Again Jesse Dick seemed to ponder seriously. "Maybe it is. But I know of quite a good poet who was apprenticed to a butcher."
"Butcher! No!" Ben roared genially. "What poet was that?"
Jesse Dick glanced at Charley then. He looked a little shame-faced; and yet, having begun, he went through with it. "Shakespeare, his name was. Will Shakespeare."
"Oh, say, what's this you're giving me!" But the faces of the three were serious. "Say, is that right?" He appealed to Lottie.
"It's supposed to be true," she said, gently, "though it has been doubted." Lottie had brought along the olive-drab knitting in a little flowered cretonne bag. She sat on the ground now, in the sunlight, her back against a tree, knitting.
Jesse and Charley rose, wordlessly, as though with one thought and glanced across the little meadow beyond. It was a Persian carpet of spring flowers—little pink, and mauve, and yellow chalices. Charley gazed at it a moment, her head thrown back. She began to walk toward it, through the wood. Jesse stopped to light a cigarette. His eyes were on Charley. He called out to her. "See your whole leg through that dress of yours, Charley."
She glanced down carelessly. "Yes?

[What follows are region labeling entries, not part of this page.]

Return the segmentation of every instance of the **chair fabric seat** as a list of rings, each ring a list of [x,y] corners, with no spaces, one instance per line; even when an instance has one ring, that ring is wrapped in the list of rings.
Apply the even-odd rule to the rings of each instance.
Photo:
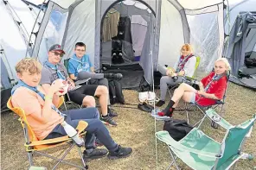
[[[221,143],[194,128],[183,139],[175,141],[167,131],[156,133],[157,137],[168,144],[170,148],[184,163],[193,169],[211,169],[216,161],[215,155],[221,149]]]

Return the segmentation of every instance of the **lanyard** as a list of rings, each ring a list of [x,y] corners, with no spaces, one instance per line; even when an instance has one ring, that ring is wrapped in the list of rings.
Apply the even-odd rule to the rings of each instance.
[[[49,68],[57,71],[57,75],[59,77],[59,79],[66,79],[65,76],[61,73],[61,72],[58,69],[58,65],[53,65],[52,63],[50,63],[48,60],[46,60],[44,62],[44,64],[46,66],[48,66]]]
[[[35,92],[36,92],[43,100],[45,100],[45,96],[44,94],[42,94],[42,92],[40,92],[38,90],[37,90],[37,87],[32,87],[32,86],[29,86],[27,84],[25,84],[23,81],[22,80],[19,80],[18,81],[18,84],[16,85],[15,85],[12,90],[11,90],[11,95],[14,94],[15,91],[19,88],[19,87],[26,87]],[[54,110],[58,114],[60,114],[61,116],[67,116],[65,113],[62,113],[61,111],[60,111],[60,110],[58,110],[58,108],[56,108],[56,106],[54,106],[53,104],[51,104],[51,108],[53,110]]]

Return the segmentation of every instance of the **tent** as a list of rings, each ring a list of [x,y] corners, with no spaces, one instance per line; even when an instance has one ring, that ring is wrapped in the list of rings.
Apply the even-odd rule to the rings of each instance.
[[[256,89],[255,5],[253,0],[230,4],[230,20],[225,18],[226,39],[229,39],[229,43],[223,50],[232,67],[230,80],[252,89]],[[228,31],[228,26],[231,31]],[[247,61],[254,61],[254,66],[253,63],[249,66]]]
[[[102,68],[102,64],[107,64],[106,60],[110,59],[105,55],[106,52],[111,51],[111,46],[107,47],[104,44],[106,42],[105,38],[108,37],[109,41],[115,35],[104,32],[106,30],[104,21],[106,17],[112,17],[109,15],[112,10],[128,16],[131,22],[133,44],[130,44],[125,66],[132,67],[136,64],[134,57],[140,56],[137,63],[150,85],[153,84],[153,71],[158,64],[175,65],[183,43],[190,42],[195,54],[202,57],[200,69],[203,72],[210,71],[214,61],[221,56],[224,39],[222,0],[193,3],[185,0],[48,1],[33,56],[43,62],[49,47],[60,43],[67,52],[65,58],[69,58],[74,54],[75,42],[83,41],[94,67]],[[129,44],[126,47],[129,48]],[[108,66],[112,64],[109,62]],[[115,66],[116,69],[120,67]]]
[[[17,81],[15,66],[26,56],[29,43],[35,41],[35,36],[32,36],[30,42],[29,36],[38,10],[22,1],[0,1],[1,111],[8,110],[6,104],[10,90]],[[38,21],[42,18],[42,16]]]
[[[11,11],[4,2],[12,6]],[[43,5],[40,10],[38,7]],[[202,57],[199,70],[208,72],[221,56],[224,6],[222,0],[0,1],[0,21],[4,23],[0,27],[1,64],[4,64],[8,78],[16,81],[15,65],[21,59],[33,56],[43,62],[54,43],[64,47],[67,59],[73,54],[74,43],[83,41],[96,69],[104,68],[104,64],[117,72],[125,67],[126,72],[131,70],[131,77],[126,78],[130,86],[138,86],[140,76],[152,85],[157,65],[174,66],[182,45],[191,43],[195,54]],[[131,62],[125,60],[125,66],[112,65],[110,56],[105,55],[112,50],[112,45],[106,44],[117,34],[116,26],[108,25],[107,20],[117,14],[128,17],[131,24],[131,43],[124,42],[127,46],[123,47],[130,49],[127,59]],[[112,21],[117,24],[118,20]],[[7,79],[2,79],[1,88],[8,90]]]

That's because I'm standing in the sun, I suppose." It was a slim little wool jersey frock. "I never wear a petticoat with this." They strolled off together across the meadow.
"Well!" exploded Ben Gartz, "that young fella certainly is a free talker." He looked after them, his face red. "Young folks nowdays——"
"Young folks nowdays are wonderful," Lottie said. She remembered an expression she had heard somewhere. "They're sitting on top of the world."